Snapping to, I grabbed for the volume control, yanked it down and threw on the correct father-daughter dance song, Bob Dylan’s “If Not You.” The dance commenced, but nothing was ever the same in the world ever again.
As the father and bride slide across the floor, I slowly crouched behind the white-linen-lined table and held my head in my hands for duration of the song, praying to magically disappear into the floor. I had really done it. I had fucked up the timeline. I had fucked up the wedding. Despite the most angelic of intentions, I had forsaken the Bible.
I had no choice but to finish the ceremony dripping in shame. As I packed up my equipment later in the night, an intoxicated groomsman hurled one last “nice Britney song, bro!” before rolling in laughter with his buddies. It was the icing on the whole damn mashed-up cake. I walked out vowing that this wedding would be my last.
Two days after the reception, Raina called. “While the the bride and groom were very pleased with your set at the reception,” she began, “there were a lot of problems surrounding the father-daughter dance situation. We’d like to ask for a refund.” I sat in silence for a second, stunned. “Hello?” she said. “Sorry,” I responded, not quite sure what to say.
“Yeah, it’s customary to offer a refund in situations like this.

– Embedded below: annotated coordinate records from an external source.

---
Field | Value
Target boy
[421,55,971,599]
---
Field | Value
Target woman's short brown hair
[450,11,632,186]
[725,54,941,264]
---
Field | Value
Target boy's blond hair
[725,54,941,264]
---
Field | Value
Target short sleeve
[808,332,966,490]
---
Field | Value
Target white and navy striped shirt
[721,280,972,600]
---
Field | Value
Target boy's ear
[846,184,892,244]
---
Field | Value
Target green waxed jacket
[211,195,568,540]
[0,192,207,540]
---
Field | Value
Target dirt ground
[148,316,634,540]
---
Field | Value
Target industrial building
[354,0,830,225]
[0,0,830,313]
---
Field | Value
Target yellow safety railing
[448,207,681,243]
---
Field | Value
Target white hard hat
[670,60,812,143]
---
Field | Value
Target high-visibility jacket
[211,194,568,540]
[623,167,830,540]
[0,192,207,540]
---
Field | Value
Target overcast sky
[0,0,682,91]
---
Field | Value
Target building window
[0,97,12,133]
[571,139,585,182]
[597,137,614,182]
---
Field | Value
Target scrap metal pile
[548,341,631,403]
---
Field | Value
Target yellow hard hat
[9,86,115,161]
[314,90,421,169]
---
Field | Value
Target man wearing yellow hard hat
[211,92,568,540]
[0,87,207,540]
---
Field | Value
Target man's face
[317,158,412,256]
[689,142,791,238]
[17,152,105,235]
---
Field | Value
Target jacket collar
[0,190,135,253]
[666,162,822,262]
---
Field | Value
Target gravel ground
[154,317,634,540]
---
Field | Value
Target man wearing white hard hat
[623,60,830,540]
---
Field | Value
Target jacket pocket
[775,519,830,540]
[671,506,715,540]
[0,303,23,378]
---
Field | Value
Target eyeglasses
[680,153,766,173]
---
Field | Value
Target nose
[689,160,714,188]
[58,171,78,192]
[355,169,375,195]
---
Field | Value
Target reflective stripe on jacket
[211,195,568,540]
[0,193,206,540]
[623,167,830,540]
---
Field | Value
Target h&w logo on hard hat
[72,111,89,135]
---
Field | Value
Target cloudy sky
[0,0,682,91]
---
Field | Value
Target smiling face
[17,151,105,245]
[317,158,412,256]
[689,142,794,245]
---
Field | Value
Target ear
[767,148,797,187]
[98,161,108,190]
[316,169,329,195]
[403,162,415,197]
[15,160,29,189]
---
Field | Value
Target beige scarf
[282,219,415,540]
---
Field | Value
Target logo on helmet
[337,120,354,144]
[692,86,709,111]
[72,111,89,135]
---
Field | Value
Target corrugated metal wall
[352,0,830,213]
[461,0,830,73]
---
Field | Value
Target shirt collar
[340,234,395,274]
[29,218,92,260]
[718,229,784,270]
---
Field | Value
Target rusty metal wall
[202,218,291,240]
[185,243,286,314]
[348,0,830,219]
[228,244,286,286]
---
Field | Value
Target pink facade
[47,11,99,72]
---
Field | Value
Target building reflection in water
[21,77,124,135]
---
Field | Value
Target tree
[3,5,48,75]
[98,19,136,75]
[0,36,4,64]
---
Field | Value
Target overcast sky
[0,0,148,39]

I don’t know if you’re interested, but the couple has many engaged friends, and we certainly won’t be recommending you if you don’t offer some form of restitution.” I was stunned. But then I grew some balls, slammed the phone down* (*hit “end” on my iPhone), and imagined Raina disappearing from the earth in a cloud of black smoke, banished to the scorched netherworld from which she came. We never spoke again.
I turned to my sister. “This is why I don’t do weddings.” She laughed. “I’d seriously rather do funerals,” I continued. “I have way more in common with a corpse than a bride, anyway.” We smirked again and that was that, the end of my year as an clandestine wedding DJ.
Truth be told, I’ve done another wedding here and there, and frankly, I really did learn a thing or two from my experience — namely, to never play Britney Spears “Big Fat Bass” in any situation. What I am still waiting for, however, is my opportunity to spin that orgy at Chateau Marmont. Lohan, Franco, hit me up! My email’s in the bio and I promise, no Britney.